Les deux mains sèches et rudes de La Veuve se levèrent et s’abattirent sur les épaules de Jean Nib.
– Tu dis que l’homme s’appelle Hubert d’Anguerrand? rugit-elle.
– Je l’ai dit!
– Tu dis que la fille s’appelle Valentine d’Anguerrand?…
– Je l’ai dit!
– Seigneur Dieu! râla La Veuve en s’abattant sur ses genoux, Seigneur Dieu! c’est donc vrai que tu es bon, que tu es grand, que tu es juste… puisque tu as enfin pitié de moi… puisque tu trouves que j’ai assez souffert! que je me suis assez rongé le cœur! que j’ai assez amassé de haine! que je me suis assez mordue aux lèvres pour étouffer la clameur de vengeance!… Puisque, enfin, tu me les livres!… Car c’est toi qui me les donnes, n’est-ce pas, mon Seigneur Dieu?… Tu me les donnes! tu me les apportes pieds et poings liés afin que je leur rende un peu de l’abominable torture qui me fut infligée!… Mon Dieu! mon Dieu! faites que je ne crève pas de cette joie qui m’étouffe!… J’étouffe!… Oh!… à moi!…
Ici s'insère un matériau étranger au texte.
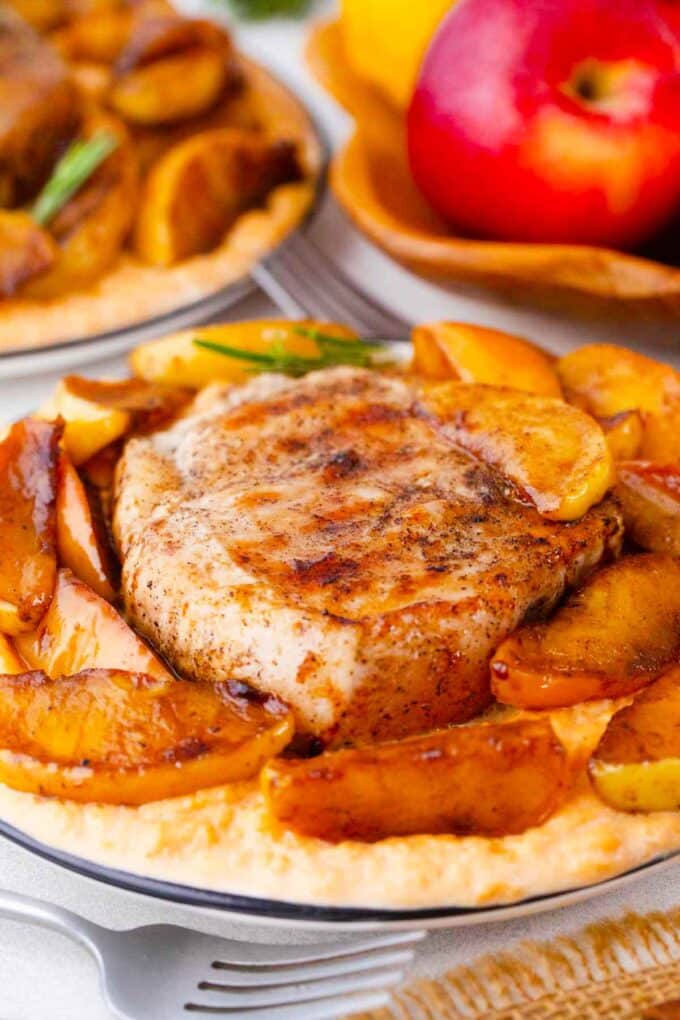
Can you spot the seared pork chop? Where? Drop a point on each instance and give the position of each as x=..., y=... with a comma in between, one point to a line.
x=322, y=540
Et, avec son rire de démon au coin de ses lèvres crispées, elle parvint à s’asseoir, et, longuement, passa ses mains sur sont front livide.
– Allume la lampe! fit-elle tout à coup en frissonnant.
Rose-de-Corail se hâta d’obéir et le triste logis apparut dans sa hideur.
La Veuve plaça les coudes sur la table, mit sa tête dans ses deux mains et gronda:
– Jean Nib, tu m’amèneras cette jeune fille… J’en fais mon affaire!